Let $$\mathbf p = (p_1, p_2, \dots, p_K)$$ be a vector of probabilities and define $$p_0 = 1 - \sum_{k=1}^K p_k$$, supposed to be positive. Now we can consider the index labels $$\{0, 1, \dots, K\}$$ as names of species and take a sample of size $$n$$ from this set according to the probability distribution $$(p_0, \mathbf p)$$.

The label “0” corresponds to very many species all of extremely small probabilty, but altogether adding up to positive probability $$p_0$$. The experimenter who collects this data does not know the ordering of the species by probability. In fact, all he or she can do is determine whether or not two elements of the sample belong to the same species. The data determines a partition, in the number-theoretic sense, of the integer $$n$$.

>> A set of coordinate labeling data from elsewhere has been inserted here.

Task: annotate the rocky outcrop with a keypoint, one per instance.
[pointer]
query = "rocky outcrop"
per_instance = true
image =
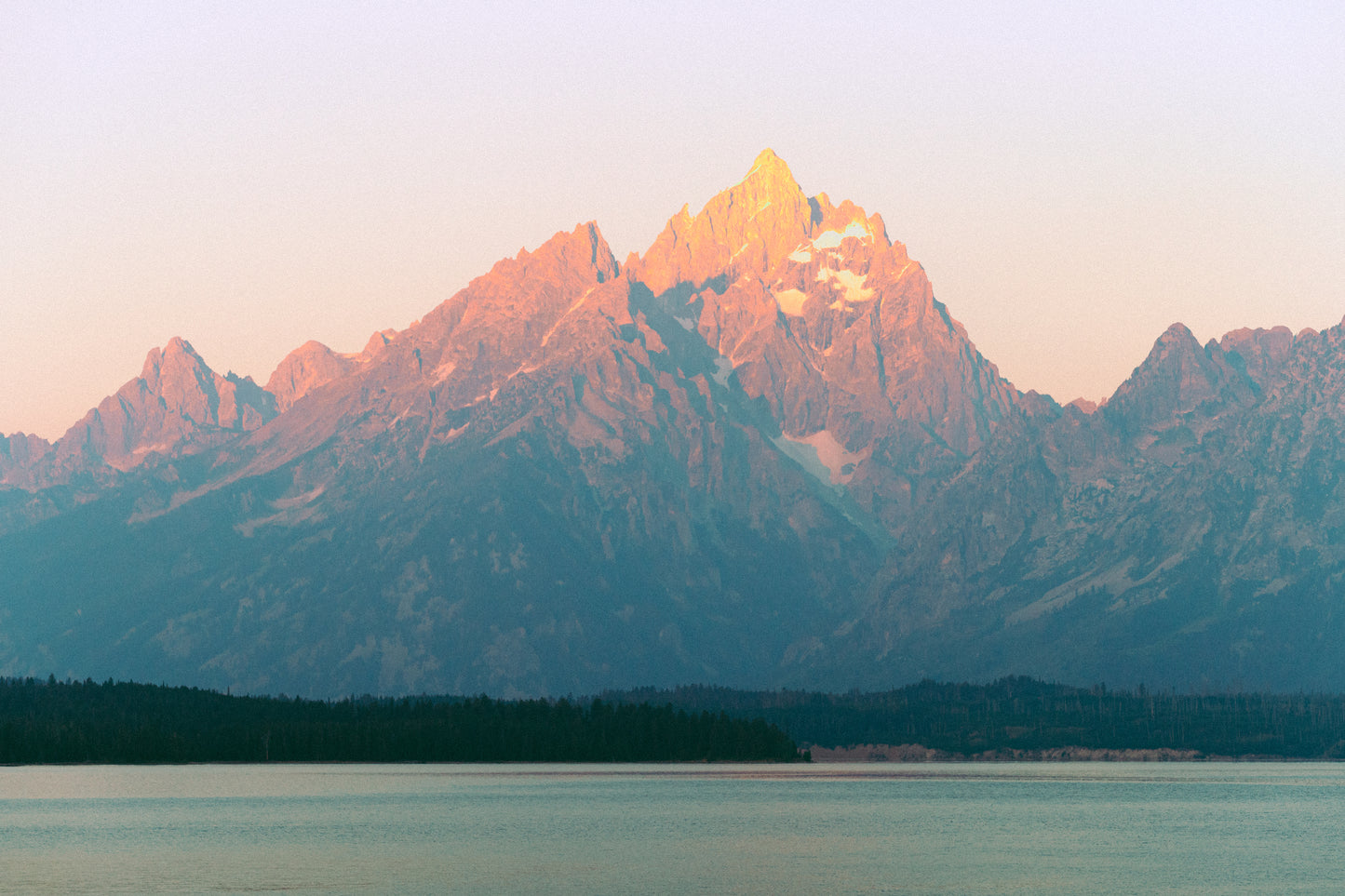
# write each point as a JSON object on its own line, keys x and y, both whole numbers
{"x": 304, "y": 368}
{"x": 177, "y": 405}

The following R code generates such a sample. The sample size, and the probabilities $$p_k = 1/ 200 \sqrt k$$, were chosen to mimic a real data-set from a forensic DNA application.

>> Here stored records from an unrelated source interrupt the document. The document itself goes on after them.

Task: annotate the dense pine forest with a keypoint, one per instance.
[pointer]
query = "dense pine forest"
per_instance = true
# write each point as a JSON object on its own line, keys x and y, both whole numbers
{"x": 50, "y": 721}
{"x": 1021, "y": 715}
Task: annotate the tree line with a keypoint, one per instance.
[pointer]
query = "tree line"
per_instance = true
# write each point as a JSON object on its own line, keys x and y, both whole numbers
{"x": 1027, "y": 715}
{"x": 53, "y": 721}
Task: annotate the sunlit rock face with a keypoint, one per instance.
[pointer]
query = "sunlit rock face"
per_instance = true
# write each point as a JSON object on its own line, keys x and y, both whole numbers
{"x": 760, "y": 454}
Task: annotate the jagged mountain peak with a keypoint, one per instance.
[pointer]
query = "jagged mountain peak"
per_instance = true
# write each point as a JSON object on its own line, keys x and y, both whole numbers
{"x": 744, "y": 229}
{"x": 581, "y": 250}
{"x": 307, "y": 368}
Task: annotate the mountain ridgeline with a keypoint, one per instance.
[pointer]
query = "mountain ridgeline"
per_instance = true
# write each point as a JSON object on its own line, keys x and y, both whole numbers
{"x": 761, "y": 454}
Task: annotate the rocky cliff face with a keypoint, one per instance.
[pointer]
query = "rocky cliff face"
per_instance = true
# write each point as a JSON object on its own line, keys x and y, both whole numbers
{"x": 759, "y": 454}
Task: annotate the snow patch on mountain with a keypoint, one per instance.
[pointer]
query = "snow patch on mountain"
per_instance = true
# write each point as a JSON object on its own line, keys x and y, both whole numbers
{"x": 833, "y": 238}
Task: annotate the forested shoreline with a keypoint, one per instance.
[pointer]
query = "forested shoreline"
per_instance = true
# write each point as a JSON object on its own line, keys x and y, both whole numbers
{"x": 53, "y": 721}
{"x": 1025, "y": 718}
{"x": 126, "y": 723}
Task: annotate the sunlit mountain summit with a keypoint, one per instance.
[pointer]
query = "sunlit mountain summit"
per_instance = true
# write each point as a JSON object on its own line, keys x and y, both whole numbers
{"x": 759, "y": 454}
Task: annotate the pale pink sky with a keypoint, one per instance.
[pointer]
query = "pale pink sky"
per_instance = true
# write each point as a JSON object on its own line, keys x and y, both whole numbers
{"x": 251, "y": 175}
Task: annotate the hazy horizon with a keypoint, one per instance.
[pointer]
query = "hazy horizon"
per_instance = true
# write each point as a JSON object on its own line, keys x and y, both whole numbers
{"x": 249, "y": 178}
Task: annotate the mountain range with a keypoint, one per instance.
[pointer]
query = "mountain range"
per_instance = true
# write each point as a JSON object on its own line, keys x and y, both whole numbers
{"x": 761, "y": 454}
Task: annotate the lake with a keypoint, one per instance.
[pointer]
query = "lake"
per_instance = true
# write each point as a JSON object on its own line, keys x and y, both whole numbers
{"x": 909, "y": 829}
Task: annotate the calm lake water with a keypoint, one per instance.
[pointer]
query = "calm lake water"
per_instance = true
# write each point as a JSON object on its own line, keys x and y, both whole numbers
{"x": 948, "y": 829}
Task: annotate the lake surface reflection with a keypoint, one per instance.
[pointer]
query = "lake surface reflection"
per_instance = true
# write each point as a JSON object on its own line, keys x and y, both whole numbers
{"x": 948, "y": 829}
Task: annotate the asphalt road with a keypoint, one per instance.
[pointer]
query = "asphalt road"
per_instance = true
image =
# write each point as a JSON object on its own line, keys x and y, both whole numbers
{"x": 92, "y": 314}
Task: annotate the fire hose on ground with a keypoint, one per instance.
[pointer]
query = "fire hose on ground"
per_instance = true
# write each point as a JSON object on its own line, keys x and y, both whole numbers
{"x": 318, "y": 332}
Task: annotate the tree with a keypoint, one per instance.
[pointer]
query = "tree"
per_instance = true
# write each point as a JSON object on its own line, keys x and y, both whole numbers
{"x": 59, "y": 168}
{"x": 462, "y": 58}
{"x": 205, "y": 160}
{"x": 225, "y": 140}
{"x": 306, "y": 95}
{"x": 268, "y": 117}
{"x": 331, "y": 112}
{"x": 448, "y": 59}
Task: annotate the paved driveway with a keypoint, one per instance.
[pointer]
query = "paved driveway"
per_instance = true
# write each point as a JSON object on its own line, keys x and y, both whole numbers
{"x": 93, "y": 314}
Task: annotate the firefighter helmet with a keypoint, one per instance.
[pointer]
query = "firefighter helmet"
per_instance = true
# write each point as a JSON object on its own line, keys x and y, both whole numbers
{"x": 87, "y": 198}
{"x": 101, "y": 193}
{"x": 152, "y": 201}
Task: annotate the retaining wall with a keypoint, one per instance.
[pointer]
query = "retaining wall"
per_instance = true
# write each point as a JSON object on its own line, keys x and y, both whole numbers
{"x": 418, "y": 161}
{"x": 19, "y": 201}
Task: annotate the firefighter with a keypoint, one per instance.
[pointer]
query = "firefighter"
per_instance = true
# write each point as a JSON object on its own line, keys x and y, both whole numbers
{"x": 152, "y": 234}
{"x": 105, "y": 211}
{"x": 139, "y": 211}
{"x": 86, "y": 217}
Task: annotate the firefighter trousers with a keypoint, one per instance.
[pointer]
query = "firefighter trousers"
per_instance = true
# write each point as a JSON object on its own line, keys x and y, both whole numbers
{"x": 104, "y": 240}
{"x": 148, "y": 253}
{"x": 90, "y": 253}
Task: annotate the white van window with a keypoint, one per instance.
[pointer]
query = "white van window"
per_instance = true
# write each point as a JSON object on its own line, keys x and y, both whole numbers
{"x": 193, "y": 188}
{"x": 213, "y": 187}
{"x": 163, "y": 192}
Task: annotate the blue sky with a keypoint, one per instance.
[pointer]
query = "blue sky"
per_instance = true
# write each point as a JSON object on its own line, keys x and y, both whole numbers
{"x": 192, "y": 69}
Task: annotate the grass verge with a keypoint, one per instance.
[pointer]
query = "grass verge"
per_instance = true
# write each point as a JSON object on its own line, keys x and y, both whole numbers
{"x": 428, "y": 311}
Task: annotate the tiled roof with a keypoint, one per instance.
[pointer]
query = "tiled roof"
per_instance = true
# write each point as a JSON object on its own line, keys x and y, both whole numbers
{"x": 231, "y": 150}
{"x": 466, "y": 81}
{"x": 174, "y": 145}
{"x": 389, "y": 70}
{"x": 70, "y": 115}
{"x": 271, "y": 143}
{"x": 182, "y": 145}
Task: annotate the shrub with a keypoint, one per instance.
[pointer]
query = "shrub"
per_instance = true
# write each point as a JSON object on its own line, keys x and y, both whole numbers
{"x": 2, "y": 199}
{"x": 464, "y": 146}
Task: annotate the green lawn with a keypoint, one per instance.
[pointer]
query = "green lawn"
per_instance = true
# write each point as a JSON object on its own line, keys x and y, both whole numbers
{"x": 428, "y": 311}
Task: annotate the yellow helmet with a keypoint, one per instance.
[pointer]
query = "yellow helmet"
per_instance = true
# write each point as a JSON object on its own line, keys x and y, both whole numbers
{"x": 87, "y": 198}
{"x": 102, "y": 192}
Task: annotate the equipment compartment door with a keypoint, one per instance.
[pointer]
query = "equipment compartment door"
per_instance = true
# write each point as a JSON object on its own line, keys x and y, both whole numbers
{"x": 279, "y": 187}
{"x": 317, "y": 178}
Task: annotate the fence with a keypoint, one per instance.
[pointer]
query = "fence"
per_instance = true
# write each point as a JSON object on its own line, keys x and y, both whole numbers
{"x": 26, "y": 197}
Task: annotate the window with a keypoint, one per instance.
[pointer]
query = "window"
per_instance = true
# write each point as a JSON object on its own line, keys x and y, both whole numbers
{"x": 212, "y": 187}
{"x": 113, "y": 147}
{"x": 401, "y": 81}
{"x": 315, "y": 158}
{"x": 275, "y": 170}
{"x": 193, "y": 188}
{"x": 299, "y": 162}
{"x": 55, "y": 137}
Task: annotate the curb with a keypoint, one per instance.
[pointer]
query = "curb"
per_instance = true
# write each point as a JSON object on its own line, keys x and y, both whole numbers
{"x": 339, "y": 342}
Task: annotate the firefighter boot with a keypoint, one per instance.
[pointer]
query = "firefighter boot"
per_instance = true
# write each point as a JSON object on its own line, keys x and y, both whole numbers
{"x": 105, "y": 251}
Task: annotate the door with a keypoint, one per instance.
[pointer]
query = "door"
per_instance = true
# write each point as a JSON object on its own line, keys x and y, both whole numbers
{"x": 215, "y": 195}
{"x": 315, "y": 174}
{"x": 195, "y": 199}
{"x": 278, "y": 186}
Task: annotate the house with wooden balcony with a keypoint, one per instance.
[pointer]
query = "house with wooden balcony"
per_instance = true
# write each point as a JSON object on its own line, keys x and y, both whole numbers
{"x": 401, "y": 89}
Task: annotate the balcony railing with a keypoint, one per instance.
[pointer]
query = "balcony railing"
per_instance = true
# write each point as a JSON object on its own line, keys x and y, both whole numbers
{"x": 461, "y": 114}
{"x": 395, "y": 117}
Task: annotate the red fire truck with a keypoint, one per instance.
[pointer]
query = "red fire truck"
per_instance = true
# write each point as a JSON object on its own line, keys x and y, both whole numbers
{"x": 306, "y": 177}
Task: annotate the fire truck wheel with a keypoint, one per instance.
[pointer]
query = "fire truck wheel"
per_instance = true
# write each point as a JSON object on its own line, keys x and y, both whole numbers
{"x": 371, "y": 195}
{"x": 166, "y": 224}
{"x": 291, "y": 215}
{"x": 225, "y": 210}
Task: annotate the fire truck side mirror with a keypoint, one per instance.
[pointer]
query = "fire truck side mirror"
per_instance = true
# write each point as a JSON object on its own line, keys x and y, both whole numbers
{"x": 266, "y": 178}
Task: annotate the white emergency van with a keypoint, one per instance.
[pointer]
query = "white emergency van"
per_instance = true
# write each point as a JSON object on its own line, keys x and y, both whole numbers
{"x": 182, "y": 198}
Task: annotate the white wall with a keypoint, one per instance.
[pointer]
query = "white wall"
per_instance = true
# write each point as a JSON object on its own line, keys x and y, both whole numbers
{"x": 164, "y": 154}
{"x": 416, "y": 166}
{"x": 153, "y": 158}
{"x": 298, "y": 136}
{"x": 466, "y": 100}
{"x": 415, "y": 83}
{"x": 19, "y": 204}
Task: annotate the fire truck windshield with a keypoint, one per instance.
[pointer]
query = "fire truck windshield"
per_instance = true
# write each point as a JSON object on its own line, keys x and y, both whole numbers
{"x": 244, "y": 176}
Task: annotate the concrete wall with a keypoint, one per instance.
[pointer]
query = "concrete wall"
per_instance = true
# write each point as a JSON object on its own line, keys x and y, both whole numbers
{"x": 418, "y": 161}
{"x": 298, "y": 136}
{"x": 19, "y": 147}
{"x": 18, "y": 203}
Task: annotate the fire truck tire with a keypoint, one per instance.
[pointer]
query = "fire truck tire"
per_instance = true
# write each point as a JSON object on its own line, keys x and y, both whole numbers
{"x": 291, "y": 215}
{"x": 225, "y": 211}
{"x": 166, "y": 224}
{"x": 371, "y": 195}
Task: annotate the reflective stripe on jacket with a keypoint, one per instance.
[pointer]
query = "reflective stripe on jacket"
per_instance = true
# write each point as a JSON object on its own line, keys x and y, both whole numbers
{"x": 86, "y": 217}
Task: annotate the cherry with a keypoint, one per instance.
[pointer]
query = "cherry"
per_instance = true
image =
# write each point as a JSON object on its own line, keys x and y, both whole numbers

Note that according to this formula, $$K$$ can not be more than about $$10150$$ and at that value $$p_0$$ has become zero. This follows because $$\sum_{k=1}^K 1/ 200 \sqrt k \approx \sqrt K / 100$$.

options(scipen = 8)
set.seed(1234)
n <- 2085
K <- 2500
power <- 1/2
probs <- 1 / (200*((1:K)^power))
pblob <- 1 - sum(probs)
data <- sample(0:K, n, replace = TRUE, prob = c(pblob, probs))
Nblob <- sum(data == 0)
if (Nblob > 0 ) data[data == 0] <- -(1 : Nblob)
tab <- table(table(data))
tab
##
##    1    2    3    4    5    6    7    9   11
## 1618  135   23   12    3    4    3    1    1

One species was observed 11 times, one species was observed 9 times, three species were each observed 7 times … 1618 species were each observed once.

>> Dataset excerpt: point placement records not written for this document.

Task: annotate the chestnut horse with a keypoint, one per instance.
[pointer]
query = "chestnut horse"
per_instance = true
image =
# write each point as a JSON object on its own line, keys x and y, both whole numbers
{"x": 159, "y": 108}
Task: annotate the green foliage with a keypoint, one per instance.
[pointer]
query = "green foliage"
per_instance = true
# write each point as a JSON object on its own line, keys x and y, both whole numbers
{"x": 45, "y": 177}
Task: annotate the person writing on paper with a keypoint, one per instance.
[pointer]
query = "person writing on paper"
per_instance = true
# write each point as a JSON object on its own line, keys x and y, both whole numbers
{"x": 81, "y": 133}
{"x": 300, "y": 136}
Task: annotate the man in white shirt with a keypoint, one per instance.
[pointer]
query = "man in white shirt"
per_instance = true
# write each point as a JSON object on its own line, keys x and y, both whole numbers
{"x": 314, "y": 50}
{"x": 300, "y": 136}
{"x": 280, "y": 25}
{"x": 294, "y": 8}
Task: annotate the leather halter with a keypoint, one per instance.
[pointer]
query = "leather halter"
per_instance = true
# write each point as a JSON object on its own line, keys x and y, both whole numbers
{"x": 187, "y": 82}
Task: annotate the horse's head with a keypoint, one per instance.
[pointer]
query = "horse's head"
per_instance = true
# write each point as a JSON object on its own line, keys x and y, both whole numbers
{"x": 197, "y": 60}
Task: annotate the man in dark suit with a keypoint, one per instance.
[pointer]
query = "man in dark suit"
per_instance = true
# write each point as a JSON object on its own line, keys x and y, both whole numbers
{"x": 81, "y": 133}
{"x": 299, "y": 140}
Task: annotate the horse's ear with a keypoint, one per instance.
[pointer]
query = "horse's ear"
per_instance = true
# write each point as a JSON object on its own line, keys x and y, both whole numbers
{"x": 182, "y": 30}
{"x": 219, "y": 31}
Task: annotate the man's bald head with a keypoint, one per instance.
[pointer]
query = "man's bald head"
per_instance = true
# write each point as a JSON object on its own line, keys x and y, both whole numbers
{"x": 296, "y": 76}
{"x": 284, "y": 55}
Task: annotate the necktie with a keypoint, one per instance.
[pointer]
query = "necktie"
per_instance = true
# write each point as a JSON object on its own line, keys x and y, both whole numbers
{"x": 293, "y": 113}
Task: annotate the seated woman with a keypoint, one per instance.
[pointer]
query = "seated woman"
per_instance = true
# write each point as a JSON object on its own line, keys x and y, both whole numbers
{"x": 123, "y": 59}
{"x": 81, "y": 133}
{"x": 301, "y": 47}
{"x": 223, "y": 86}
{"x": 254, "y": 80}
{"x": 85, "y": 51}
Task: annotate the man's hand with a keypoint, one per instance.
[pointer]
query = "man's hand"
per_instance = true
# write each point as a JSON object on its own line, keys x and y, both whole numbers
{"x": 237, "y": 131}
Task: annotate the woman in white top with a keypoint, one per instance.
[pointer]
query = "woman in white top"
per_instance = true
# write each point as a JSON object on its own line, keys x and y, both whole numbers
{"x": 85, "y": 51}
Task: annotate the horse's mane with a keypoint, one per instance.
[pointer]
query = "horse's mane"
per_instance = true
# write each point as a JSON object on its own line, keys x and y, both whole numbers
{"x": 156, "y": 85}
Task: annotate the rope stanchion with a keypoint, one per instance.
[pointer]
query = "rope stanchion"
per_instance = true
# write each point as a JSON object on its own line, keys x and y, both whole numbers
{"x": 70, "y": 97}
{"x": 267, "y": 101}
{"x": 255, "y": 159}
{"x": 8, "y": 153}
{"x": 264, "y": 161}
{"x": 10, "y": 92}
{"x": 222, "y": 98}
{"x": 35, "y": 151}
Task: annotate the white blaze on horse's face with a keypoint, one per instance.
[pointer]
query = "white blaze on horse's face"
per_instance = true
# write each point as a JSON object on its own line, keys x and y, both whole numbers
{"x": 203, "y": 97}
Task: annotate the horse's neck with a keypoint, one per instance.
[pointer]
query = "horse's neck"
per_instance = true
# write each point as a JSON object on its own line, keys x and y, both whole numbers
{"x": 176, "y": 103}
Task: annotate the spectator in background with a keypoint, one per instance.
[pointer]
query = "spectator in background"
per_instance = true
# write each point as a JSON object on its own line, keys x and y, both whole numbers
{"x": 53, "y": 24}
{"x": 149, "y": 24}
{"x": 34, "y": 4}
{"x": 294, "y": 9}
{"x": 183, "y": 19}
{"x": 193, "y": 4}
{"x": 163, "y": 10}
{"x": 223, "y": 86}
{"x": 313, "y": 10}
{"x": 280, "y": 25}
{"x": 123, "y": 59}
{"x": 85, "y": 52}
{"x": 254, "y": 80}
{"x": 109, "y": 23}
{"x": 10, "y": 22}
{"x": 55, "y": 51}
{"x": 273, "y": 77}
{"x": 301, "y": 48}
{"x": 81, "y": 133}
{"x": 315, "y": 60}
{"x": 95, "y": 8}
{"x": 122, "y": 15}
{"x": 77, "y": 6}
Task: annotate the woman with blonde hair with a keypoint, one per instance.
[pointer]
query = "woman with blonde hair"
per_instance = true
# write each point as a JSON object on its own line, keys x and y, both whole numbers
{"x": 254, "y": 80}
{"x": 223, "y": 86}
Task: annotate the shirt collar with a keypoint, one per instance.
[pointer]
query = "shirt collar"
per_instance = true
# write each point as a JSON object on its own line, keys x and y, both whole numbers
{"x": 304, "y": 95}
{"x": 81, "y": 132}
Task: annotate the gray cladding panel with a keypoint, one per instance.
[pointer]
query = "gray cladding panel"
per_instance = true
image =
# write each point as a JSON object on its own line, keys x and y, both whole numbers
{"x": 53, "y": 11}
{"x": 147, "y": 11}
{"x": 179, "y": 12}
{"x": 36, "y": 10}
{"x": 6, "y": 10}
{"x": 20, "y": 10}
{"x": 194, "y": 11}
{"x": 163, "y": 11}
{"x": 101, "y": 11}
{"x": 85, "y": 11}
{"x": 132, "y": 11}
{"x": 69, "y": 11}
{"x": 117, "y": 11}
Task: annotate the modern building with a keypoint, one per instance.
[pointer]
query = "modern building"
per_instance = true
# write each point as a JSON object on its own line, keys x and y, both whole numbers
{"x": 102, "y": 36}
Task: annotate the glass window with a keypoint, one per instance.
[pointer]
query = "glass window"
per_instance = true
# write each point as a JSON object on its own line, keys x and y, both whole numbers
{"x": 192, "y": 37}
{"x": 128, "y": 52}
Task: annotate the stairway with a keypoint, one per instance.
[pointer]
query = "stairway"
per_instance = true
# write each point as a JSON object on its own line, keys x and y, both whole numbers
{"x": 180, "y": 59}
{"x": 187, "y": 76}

From this tabulation, we can reconstruct the list of sample relative species of each observed species, in decreasing order. I plot it on double logarithmic paper, and also plot the true frequency distribution (which is a straight line).

freqs <- as.integer(names(tab))
reps <- as.vector(tab)
Ltab <- length(tab)
naive <- rep(freqs[Ltab:1], reps[Ltab:1]) / n
plot(naive, log = "xy",
main = "Empirical mass function, true mass function",
sub = "(Sampled species ordered by sample frequency)",
xlab = "Index", ylab = "Relative frequency")

lines(probs) We see that the naive estimator of the probability mass function (the ordered empirical) over-estimates the true mass function. At high values of the index variable, it consists of long horizontal segments, of increasing length. The slope of the left hand endpoints of these segements seems extremely close to the slope of the true mass function. It seems that that distribution could be estimated by anchoring a straight line with the just mentioned slope in the point corresponding to index 1.

Here are nine further simulations which support that idea.

par(mfrow = c(3, 3))
for (i in 1:9) {
data <- sample(0:K, n, replace = TRUE, prob = c(pblob, probs))
Nblob <- sum(data == 0)
if (Nblob > 0 ) data[data == 0] <- -(1 : Nblob)
tab <- table(table(data))
freqs <- as.integer(names(tab))
reps <- as.vector(tab)
Ltab <- length(tab)
naive <- rep(freqs[Ltab:1], reps[Ltab:1]) / n
plot(naive, log = "xy",
xlab = "", ylab = "",
ylim = c(5e-04, 5e-03))
lines(probs)
} I have now seen two data sets from genomics, from completely unrelated fields, but which both fit this picture perfectly, even down to them both having the same power “one half” in what seems to be a power law. The first example was of tomatoe genes, ordered by probability of being expressed (only one gene being expressed at a time). The second example was human male Y-str haplotype DNA profiles.

Simulations with other powers do not spoil the picture. The “spectrum” of ordered relative frequencies fits in a kind of cone, between two sloping lines which meet at the species with index 1. The slope of the lower line is moreover close to the true slope.

Is this a coincidence, or is there a theorem lurking here?